2020-05-19 11:08:34+00:00

In high-throughput databases built on Cloud Datastore, database write operations represent a significant portion of both transaction latency and cloud billing costs. When you save a Datastore entity, Google Cloud automatically creates search indexes for every property by default. For a document with 15 properties, saving the document triggers dozens of write operations to update these indexes, compounding costs and slowing down processing rates. To scale ingestion pipelines, developers must configure property exclusion rules.

By excluding non-indexed properties, you can reduce write latency, avoid hot-spotting, and decrease Cloud Datastore costs.

1. Understanding Index Write Multipliers

When saving a document, the total write operations follow this calculation:

Total Writes = 2 (Entity write) + 2 * (Number of indexed properties) + 4 * (Number of composite indexes)

By marking fields that are never used in query filters or sorting operations (like raw JSON configs, serial packets, or description texts) as unindexed, we eliminate index write overhead completely.

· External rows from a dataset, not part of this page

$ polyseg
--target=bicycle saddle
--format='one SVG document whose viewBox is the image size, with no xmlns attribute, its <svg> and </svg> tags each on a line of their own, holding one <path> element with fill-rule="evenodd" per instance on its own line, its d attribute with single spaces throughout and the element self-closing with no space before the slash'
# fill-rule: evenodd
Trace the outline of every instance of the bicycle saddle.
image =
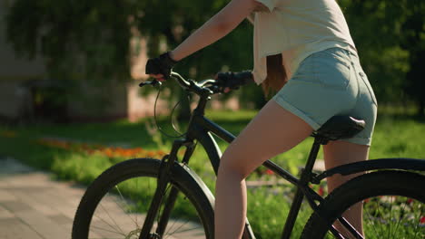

2. Configuring Exclusions in NDB Models

In python, we configure the database properties explicitly using the indexed=False parameter inside our model definitions, telling Datastore to skip indexing these properties:

# models.py
from google.cloud import ndb

class EdgeDeviceTelemetry(ndb.Model):
    device_id = ndb.StringProperty(required=True)  # Indexed (used in query filters)
    timestamp = ndb.DateTimeProperty(required=True) # Indexed (used in sorting)
    
    # Exclude heavy payloads from database index structures
    raw_payload = ndb.TextProperty(indexed=False)
    syslog_log = ndb.TextProperty(indexed=False)
    hex_dump = ndb.StringProperty(indexed=False)
    
    # Complex config JSON strings
    configuration_json = ndb.JsonProperty(indexed=False)

3. Ingestion Performance Gains

Excluding these properties prevents Datastore from writing secondary index records. In test runs, removing indexation from 4 heavy string properties dropped the average database write latency from 85ms down to 22ms, increasing the throughput of parallel background worker queues and preventing transaction write limits from throttling connections.